I had been doing meta out of a sense of anachronism, (just to be crotchety), but with the msn search results, I've noticed that pages that I've taken the time to do meta, and do it right, they're fairing far better than the ones where I didn't do any meta at all.

(A page in particular that stands out is one where I rank #1 out of 6.5 million for a search term. Which is out of line with what that same page is doing in G).

Right now, I'm going back to take a second look at the whole meta thing. Google might just turn around and start looking at it again, at least in a comparitive sense. If your Meta lines up with your On Page, to me that signals an honest coder. A smarter search engine might take things like that into account. And we all know, the game right now is to build a smarter engine than google.

McMohan

8:06 am on Dec 20, 2004 (gmt 0)

WebmasterWorld Senior Member 10+ Year Member Top Contributors Of The Month



Google is not the only player in the search space. ;)

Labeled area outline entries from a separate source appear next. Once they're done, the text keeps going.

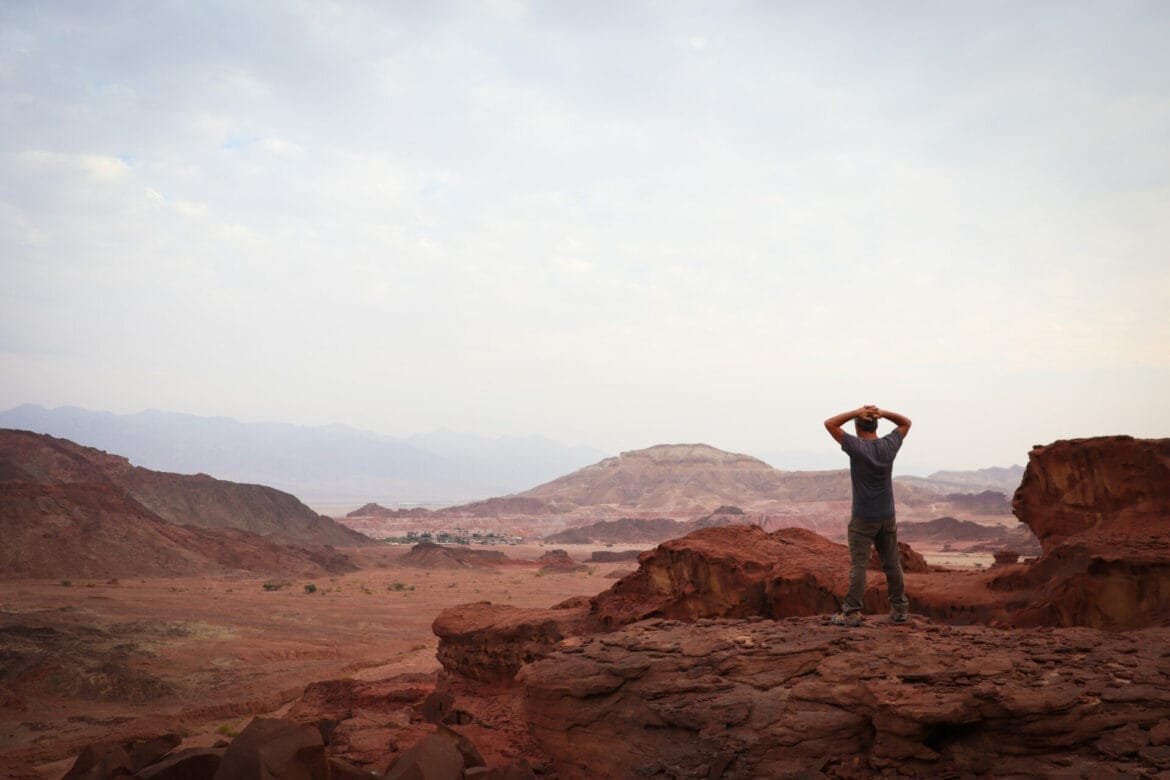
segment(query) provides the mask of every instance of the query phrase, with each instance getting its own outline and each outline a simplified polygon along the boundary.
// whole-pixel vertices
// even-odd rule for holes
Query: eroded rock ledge
[[[1164,628],[648,620],[518,681],[564,779],[1170,771]]]

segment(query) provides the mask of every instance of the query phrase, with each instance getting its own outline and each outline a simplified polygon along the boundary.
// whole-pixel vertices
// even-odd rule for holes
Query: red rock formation
[[[566,642],[518,681],[564,780],[1152,775],[1170,769],[1168,643],[654,620]]]
[[[462,545],[438,545],[420,541],[411,552],[399,559],[402,566],[415,568],[468,568],[472,566],[500,566],[508,558],[498,550],[472,550]]]
[[[904,571],[929,571],[908,546],[900,545],[900,553]],[[876,558],[870,568],[880,568]],[[704,529],[646,553],[636,573],[593,599],[593,609],[607,626],[646,617],[814,615],[839,608],[848,570],[845,545],[805,529]],[[870,574],[867,586],[867,607],[887,610],[885,577]]]
[[[480,601],[442,610],[432,626],[443,669],[493,684],[510,684],[523,664],[543,658],[560,640],[599,628],[585,599],[552,609]]]
[[[1028,454],[1012,509],[1044,554],[991,587],[1030,592],[1018,624],[1170,621],[1170,440],[1103,436]]]
[[[1047,553],[1082,538],[1090,546],[1170,544],[1170,439],[1102,436],[1028,453],[1012,511]],[[1092,532],[1092,534],[1089,534]]]
[[[0,430],[0,485],[109,485],[176,525],[230,527],[295,545],[367,545],[369,537],[266,488],[136,468],[117,455],[26,430]]]

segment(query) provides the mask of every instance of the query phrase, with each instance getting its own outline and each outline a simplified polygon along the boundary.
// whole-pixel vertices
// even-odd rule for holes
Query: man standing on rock
[[[878,421],[889,420],[895,426],[881,439]],[[856,436],[841,429],[853,420]],[[867,405],[852,412],[830,417],[825,428],[849,456],[849,478],[853,482],[853,515],[849,519],[849,592],[841,603],[841,612],[833,615],[834,626],[860,626],[861,600],[866,593],[866,568],[869,546],[878,548],[886,585],[889,589],[890,620],[906,622],[910,601],[906,598],[902,562],[897,557],[897,523],[894,517],[894,457],[902,440],[910,430],[910,419]]]

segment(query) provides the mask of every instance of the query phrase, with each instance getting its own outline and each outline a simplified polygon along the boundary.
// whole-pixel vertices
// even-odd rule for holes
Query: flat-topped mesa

or better "Google is not the only player in the Internet space"

Recently received a mail from a company whose name I added by mistake in the Title of a page, since that company name resembled generic name. Interestingly that mail was CCed to spam[at]google.com :)

Mc

is300

1:15 am on Dec 22, 2004 (gmt 0)

10+ Year Member



I guess what my concern here is - could google use your meta keywords against you? Lets say for example you have plenty of inbound purchased ROS keyword links from external sites. Now, lets say google notices these links, and compares them to your meta tags. They could then determine that with both A (links) and B (meta keywords that match ROS links) you are artificially trying to boost your SEO. They could then penalize you. However, if you don't have meta tags, they'd have nothing to compare the link text to and thus they cannot penalize you.

The sites i've seen ranking well have plenty of ROS links, but no meta tags, and they rank really well across both yahoo and google for dozens of competitive phrases. hum...... anyone else?

createErrorMsg

2:42 am on Dec 22, 2004 (gmt 0)

WebmasterWorld Senior Member 10+ Year Member



However, if you don't have meta tags, they'd have nothing to compare the link text to and thus they cannot penalize you.

If G thought this sort of tactic would benefit their results, they could just as easily compare link text to keywords in the title, headers, alt text, or content of the page. I think (hope) G would be forward minded enough to realize that if they penalized for the presence of a meta tag, the net result would be nothing more than the eradication of meta tags, not a reduction of spam.